Tradicionalmente associada a doenças como diabetes 2, infarto e alguns tipos de câncer, a obesidade também tem um impacto significativo nas doenças infecciosas, segundo um estudo com mais meio milhão de pessoas publicado na revista The Lancet. Os autores concluíram que a condição aumenta o risco de hospitalização e morte por infecções: uma em cada 10 mortes por enfermidades provocadas por micro-organismos pode estar relacionada ao excesso de peso.
A pesquisa analisou dados de 540 mil adultos acompanhados na Finlândia e no Reino Unido ao longo de mais de uma década. Os participantes foram classificados segundo o índice de massa corporal (IMC), divididos em peso saudável, sobrepeso e obesidade (graus I, II e III). Nenhum deles tinha histórico de infecção grave no início do acompanhamento.

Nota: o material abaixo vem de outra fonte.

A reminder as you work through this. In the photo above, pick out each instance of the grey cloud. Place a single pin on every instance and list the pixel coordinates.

Durante o período de seguimento, foram registrados quase 90 mil casos de infecções graves que levaram à internação hospitalar ou à morte. O resultado mostrou uma relação direta entre o aumento do IMC e o risco de complicações infecciosas.
Grau III
Pessoas com obesidade grau III (IMC igual ou superior a 40) tiveram risco quase três vezes maior de hospitalização ou morte por infecção quando comparadas àquelas com peso considerado saudável. Considerando qualquer grau da doença metabólica (IMC igual ou superior a 30), essa probabilidade foi cerca de 70% maior. A associação se manteve mesmo após o ajuste para fatores como idade, sexo, nível socioeconômico, tabagismo, consumo de álcool, atividade física, hipertensão, diabetes, doenças cardiovasculares, enfermidades respiratórias e câncer.

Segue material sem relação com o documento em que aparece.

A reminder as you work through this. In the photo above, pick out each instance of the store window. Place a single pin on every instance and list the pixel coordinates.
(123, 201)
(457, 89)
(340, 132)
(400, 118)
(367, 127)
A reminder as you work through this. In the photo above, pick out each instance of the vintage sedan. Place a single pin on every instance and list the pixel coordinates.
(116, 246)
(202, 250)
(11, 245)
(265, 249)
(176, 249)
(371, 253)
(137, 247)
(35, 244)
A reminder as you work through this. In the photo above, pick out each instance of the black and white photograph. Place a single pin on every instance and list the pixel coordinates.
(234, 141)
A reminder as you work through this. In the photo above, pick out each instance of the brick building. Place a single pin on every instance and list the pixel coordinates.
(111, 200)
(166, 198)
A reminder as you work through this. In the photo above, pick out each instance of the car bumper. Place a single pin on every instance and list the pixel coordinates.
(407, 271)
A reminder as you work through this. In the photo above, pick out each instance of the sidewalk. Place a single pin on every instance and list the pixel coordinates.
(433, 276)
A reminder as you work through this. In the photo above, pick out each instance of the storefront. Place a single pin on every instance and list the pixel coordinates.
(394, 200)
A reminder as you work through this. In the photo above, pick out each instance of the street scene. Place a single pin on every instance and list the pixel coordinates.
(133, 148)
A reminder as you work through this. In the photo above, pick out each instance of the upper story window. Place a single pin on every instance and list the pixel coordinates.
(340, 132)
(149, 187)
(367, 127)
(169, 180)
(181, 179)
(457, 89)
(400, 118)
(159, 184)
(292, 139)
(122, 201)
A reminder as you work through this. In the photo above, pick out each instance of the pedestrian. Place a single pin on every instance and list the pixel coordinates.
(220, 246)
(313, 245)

Além de avaliar o risco individual, os pesquisadores estimaram o impacto populacional da obesidade sobre as mortes por infecção usando dados do Global Burden of Disease, que reúne informações de 204 países, incluindo o Brasil. Segundo os cálculos, em 2018, antes da covid-19, 8,6% dos óbitos por doenças infecciosas no mundo poderiam ser atribuídos ao excesso de peso. Durante a pandemia, em 2021, esse percentual subiu para 15%. Em 2023, no período pós-pandêmico, a estimativa ficou em 10,8%.

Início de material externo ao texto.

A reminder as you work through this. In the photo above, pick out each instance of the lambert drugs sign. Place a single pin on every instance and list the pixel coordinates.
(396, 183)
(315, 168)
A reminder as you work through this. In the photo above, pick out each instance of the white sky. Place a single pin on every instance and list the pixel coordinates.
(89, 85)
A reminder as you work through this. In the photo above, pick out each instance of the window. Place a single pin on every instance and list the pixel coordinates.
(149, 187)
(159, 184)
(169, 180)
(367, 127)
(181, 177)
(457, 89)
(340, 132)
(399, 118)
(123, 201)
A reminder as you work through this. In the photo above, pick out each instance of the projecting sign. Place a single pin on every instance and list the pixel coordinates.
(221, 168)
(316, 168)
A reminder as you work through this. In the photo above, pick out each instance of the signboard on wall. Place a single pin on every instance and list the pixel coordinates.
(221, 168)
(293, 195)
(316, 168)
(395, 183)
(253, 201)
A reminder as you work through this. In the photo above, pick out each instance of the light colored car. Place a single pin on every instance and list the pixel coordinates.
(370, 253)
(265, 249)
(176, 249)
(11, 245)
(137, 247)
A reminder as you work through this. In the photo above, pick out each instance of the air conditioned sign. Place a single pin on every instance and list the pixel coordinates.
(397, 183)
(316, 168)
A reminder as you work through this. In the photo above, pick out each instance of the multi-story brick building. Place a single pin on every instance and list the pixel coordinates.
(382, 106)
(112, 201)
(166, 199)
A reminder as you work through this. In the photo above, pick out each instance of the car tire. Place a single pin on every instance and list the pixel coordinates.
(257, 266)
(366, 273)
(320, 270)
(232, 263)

Em números absolutos, isso significa que, em 2023, cerca de 600 mil mortes por infecção no mundo estariam relacionadas à obesidade, em um total estimado de 5,4 milhões de óbitos causados por agentes infecciosos naquele ano. Os autores destacam que, diante do crescimento contínuo da obesidade no mundo, a contribuição desse fator de risco para a carga global de doenças infecciosas tende a aumentar nas próximas décadas.
As estimativas variam entre regiões. Em 2023, a fração de mortes atribuíveis à obesidade foi mais alta no norte da África e Oriente Médio (22,5%) e mais baixa no sul da Ásia (4,1%). No ranking global, o Brasil aparece em 67º entre 204 países, com uma média de 17,2 óbitos por 100 mil habitantes, uma taxa 40% maior do que a mundial, estimada em 12,3 mortes por 100 mil em 2023.